Kubernetes on bluefield 2

I have been working on setting up workers nodes (through K8s and K3s) on the bluefield 2 cards (Ubuntu 20.04) and so far I have had had no success. Major issues include faulty kubelet status (loaded, but not active), bus error while downloading packages, etc. Anyone here who has successfully brought a heterogeneous cluster (x86/aarch64) using bluefield 2? If so, please let me know. Thanks.

Hey Vivek, could you share with us some more details about these errors? Are there any logs or errors or failures you can share about that faulty kubelet status?
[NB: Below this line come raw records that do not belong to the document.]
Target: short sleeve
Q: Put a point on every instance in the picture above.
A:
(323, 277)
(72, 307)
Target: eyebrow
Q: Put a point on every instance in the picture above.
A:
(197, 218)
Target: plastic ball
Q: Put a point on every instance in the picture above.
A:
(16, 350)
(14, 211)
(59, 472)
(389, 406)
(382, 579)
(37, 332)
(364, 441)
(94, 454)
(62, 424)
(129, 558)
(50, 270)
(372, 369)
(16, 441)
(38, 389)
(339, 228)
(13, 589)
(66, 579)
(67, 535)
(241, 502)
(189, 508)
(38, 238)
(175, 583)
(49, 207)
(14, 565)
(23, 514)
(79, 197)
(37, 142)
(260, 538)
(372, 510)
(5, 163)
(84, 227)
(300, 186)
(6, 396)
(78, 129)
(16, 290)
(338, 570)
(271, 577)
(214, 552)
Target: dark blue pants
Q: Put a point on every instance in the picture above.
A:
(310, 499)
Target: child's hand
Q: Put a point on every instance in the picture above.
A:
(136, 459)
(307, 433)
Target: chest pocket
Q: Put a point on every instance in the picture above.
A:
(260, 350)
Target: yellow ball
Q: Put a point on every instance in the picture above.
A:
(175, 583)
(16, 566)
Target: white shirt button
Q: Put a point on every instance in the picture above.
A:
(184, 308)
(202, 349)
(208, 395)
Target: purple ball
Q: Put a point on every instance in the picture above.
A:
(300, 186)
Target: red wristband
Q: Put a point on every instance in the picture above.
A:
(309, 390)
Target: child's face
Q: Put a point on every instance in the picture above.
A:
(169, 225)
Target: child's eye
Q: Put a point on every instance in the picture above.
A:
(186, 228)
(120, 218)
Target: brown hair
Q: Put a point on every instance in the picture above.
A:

Can you also share the console/terminal output of the bus error that you see while downloading packages?

Thanks!

Hi Justin, we have trouble setting up a K8 worker node on bluefield2.
The main problem is that curl and wget commands do not work on Bluefield 2 as explained here

I wonder if you have any solution for that?

Hi,
Regarding the wget/curl issue, if IPSEC isn’t used/needed, you can change the default OpenSSL behavior for the entire DPU, and it will workaround the current OpenSSL bug.

The BFB comes with two config files,

  1. /etc/ssl/openssl.cnf.orig (PKA is disabled)
  2. /etc/ssl/openssl.cnf.mlnx (PKA is enabled)

Based on the need, either of the above two config files can be copied to /etc/ssl/openssl.cnf to be used by OpenSSL package.

Ex: To disable PKA, execute # cp /etc/ssl/openssl.cnf.orig /etc/ssl/openssl.cnf

However, this step will need to be repeated on every reboot (due to restrictions from the IPSEC daemon).

Hi Justin,

Would you mind to post the output of “systemctl status kubelet” and as well as “cat /etc/cni/net.d/99-loopback.conf”?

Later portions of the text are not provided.